Am 8,2 Kilometer langen und durchschnittlich 5,4 Prozent steilen Schlussanstieg hinauf nach Caravaca wurde schnell klar, dass Kämna der beste Kletterer der Ausreißer war. Drei Fahrer, unter anderem Matteo Sobrero (Jayco-AlUla), konnten eine Zeit lang folgen, aber Kämna gab fünf Kilometer vor dem Ziel Vollgas. Der Deutsche hatte schnell eine Lücke, nur Sobrero blieb ihm noch auf den Fersen. Allerdings kam der Italiener ihm auch nicht mehr näher, sodass der 26-Jährige mit 13 Sekunden Vorsprung vor Sobrero gewann.
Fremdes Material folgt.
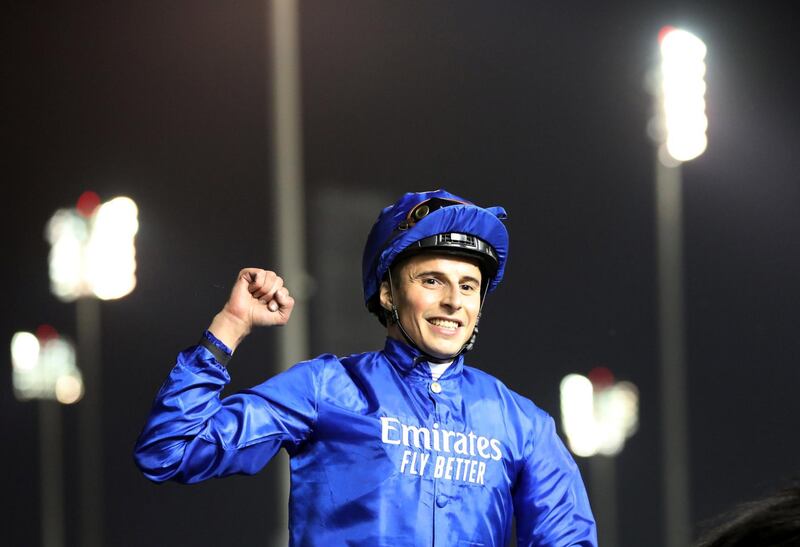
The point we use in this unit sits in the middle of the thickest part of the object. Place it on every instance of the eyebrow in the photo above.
(437, 273)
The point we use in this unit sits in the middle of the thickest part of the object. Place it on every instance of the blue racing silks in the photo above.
(381, 455)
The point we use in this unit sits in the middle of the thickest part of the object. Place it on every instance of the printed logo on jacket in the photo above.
(441, 454)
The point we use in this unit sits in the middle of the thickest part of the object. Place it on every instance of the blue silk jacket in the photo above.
(381, 455)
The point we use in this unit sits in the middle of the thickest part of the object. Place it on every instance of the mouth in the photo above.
(443, 323)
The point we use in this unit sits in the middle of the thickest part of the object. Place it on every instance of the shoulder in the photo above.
(328, 366)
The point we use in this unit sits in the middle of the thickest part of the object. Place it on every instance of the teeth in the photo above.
(444, 323)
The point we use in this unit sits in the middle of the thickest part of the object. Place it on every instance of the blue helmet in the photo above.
(440, 221)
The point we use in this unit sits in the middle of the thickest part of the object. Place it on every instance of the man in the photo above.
(404, 446)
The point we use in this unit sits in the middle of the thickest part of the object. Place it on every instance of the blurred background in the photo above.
(540, 107)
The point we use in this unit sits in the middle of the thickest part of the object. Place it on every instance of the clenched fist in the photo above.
(258, 299)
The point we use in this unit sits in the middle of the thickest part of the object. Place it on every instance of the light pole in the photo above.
(288, 201)
(679, 130)
(92, 256)
(598, 415)
(43, 369)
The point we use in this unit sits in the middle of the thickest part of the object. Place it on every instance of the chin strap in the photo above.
(468, 345)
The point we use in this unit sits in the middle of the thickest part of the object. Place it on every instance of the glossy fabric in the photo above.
(377, 458)
(384, 243)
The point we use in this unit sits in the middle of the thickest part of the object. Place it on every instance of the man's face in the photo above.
(438, 300)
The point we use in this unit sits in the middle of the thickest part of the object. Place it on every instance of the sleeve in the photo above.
(550, 501)
(192, 434)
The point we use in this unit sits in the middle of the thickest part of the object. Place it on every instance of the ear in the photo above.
(386, 295)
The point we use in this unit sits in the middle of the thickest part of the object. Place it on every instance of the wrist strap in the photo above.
(221, 356)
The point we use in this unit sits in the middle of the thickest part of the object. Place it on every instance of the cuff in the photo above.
(218, 349)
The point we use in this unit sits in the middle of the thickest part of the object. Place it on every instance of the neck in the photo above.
(395, 332)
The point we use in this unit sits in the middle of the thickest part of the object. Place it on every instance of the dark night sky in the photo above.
(539, 107)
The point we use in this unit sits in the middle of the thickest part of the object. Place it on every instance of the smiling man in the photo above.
(400, 447)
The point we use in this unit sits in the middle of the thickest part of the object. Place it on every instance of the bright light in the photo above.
(577, 401)
(95, 254)
(44, 369)
(682, 92)
(596, 419)
(110, 253)
(68, 390)
(24, 351)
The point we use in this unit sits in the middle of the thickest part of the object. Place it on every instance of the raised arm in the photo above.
(191, 434)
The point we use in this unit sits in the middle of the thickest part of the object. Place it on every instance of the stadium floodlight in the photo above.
(43, 367)
(597, 418)
(92, 249)
(682, 94)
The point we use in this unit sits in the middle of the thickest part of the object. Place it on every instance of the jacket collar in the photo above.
(409, 360)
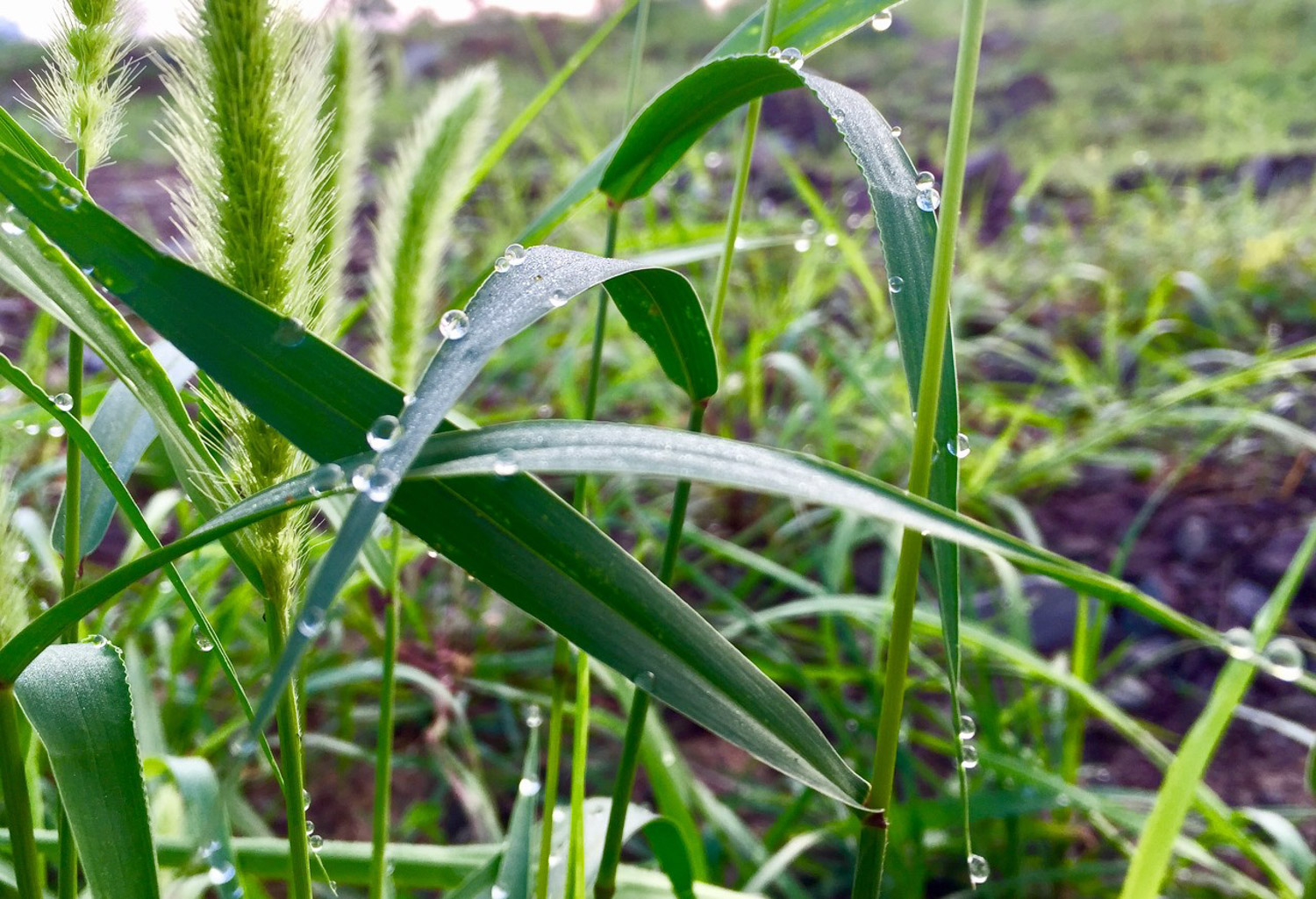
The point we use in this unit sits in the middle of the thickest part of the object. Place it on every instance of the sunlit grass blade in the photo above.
(1150, 862)
(123, 428)
(78, 702)
(660, 304)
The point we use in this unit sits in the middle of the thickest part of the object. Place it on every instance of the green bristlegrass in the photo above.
(244, 110)
(270, 121)
(352, 91)
(423, 189)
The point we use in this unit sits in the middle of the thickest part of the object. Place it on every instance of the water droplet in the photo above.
(381, 485)
(505, 464)
(12, 223)
(312, 623)
(1284, 659)
(289, 333)
(383, 434)
(221, 873)
(454, 324)
(978, 870)
(325, 480)
(1240, 644)
(361, 477)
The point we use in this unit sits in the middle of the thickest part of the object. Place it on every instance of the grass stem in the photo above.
(18, 802)
(384, 746)
(869, 869)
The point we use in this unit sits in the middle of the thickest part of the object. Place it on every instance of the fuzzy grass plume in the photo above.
(81, 96)
(423, 189)
(352, 91)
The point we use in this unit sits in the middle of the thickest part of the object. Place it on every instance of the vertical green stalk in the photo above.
(18, 802)
(68, 883)
(384, 746)
(873, 838)
(581, 735)
(579, 756)
(733, 215)
(605, 885)
(561, 672)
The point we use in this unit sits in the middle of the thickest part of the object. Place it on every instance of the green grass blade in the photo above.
(207, 820)
(18, 653)
(658, 303)
(1150, 861)
(76, 698)
(123, 428)
(513, 874)
(513, 535)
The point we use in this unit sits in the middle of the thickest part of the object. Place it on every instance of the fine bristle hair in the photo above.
(82, 94)
(245, 91)
(423, 191)
(352, 91)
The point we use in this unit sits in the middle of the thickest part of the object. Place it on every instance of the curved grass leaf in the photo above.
(658, 303)
(803, 24)
(605, 447)
(513, 535)
(207, 820)
(105, 474)
(28, 644)
(76, 698)
(123, 428)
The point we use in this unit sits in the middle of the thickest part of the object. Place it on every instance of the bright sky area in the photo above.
(34, 18)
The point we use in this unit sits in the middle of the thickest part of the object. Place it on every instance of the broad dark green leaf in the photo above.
(20, 652)
(76, 698)
(679, 116)
(608, 447)
(805, 24)
(123, 428)
(661, 307)
(513, 535)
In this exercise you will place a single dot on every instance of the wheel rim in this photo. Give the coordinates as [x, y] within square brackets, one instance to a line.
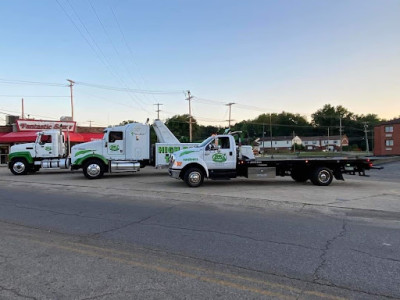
[194, 177]
[324, 176]
[19, 167]
[93, 170]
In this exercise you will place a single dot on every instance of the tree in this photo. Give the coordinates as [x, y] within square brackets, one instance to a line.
[126, 122]
[179, 126]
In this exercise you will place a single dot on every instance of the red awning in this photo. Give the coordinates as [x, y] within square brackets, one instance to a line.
[84, 137]
[18, 137]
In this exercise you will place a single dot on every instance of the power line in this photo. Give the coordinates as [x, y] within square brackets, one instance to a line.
[115, 49]
[105, 61]
[140, 91]
[158, 110]
[130, 50]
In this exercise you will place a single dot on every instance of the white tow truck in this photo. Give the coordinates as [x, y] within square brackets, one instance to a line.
[218, 157]
[124, 148]
[49, 151]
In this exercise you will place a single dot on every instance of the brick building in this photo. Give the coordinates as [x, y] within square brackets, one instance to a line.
[387, 138]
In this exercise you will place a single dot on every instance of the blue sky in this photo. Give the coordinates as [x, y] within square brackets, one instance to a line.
[290, 56]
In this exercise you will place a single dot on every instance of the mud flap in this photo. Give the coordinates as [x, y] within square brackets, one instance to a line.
[338, 175]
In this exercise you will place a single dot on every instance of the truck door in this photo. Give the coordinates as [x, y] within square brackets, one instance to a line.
[115, 147]
[220, 154]
[44, 146]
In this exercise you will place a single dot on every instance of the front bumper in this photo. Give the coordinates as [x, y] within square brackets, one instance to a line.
[174, 173]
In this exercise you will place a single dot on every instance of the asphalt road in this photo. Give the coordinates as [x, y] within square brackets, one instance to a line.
[74, 242]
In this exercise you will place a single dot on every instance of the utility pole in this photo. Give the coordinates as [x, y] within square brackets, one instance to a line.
[366, 136]
[189, 98]
[23, 113]
[340, 130]
[158, 110]
[328, 139]
[270, 131]
[263, 146]
[294, 144]
[230, 109]
[71, 84]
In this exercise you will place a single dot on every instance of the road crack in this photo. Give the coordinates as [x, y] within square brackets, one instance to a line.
[16, 293]
[375, 256]
[325, 250]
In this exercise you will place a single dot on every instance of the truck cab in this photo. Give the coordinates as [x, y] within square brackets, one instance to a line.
[216, 157]
[30, 157]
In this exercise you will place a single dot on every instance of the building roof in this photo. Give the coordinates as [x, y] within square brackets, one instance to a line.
[323, 137]
[275, 138]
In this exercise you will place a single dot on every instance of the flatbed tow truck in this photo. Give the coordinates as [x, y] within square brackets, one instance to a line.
[218, 157]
Mit 1:12 Minuten Rückstand kam Kämnas ehemaliger Fluchtgefährte Chris Hamilton (DSM-Firmenich) als Dritter ins Ziel. Kämna hatte es bereits auf der dritten Etappe probiert und hatte den Sieg schon vor Augen, ehe er anderthalb Kilometer vor dem Ziel überholt wurde. Und auch auf der sechsten Etappe hatte Kämna vergeblich sein Glück in einer Ausreißergruppe gesucht.
Die Favoriten fürs Gesamtklassement wiesen rund drei Minuten Rückstand auf. Damit kam Kuss' Gesamtführung nicht in Gefahr. Er liegt weiterhin 43 Sekunden vor Marc Soler (UAE-Team Emirates) und 1:02 Minuten vor Lenny Martinez (Groupama-FDJ).
Nach dem ersten Ruhetag wartet am Dienstag gleich das Einzelzeitfahren über 25,8 Kilometer. Dabei verspricht vor allem das Duell zwischen dem belgischen Zeitfahrweltmeister Evenepoel und Vingegaard, der bei der Tour im Kampf gegen die Uhr die Konkurrenz beherrscht hatte, große Spannung.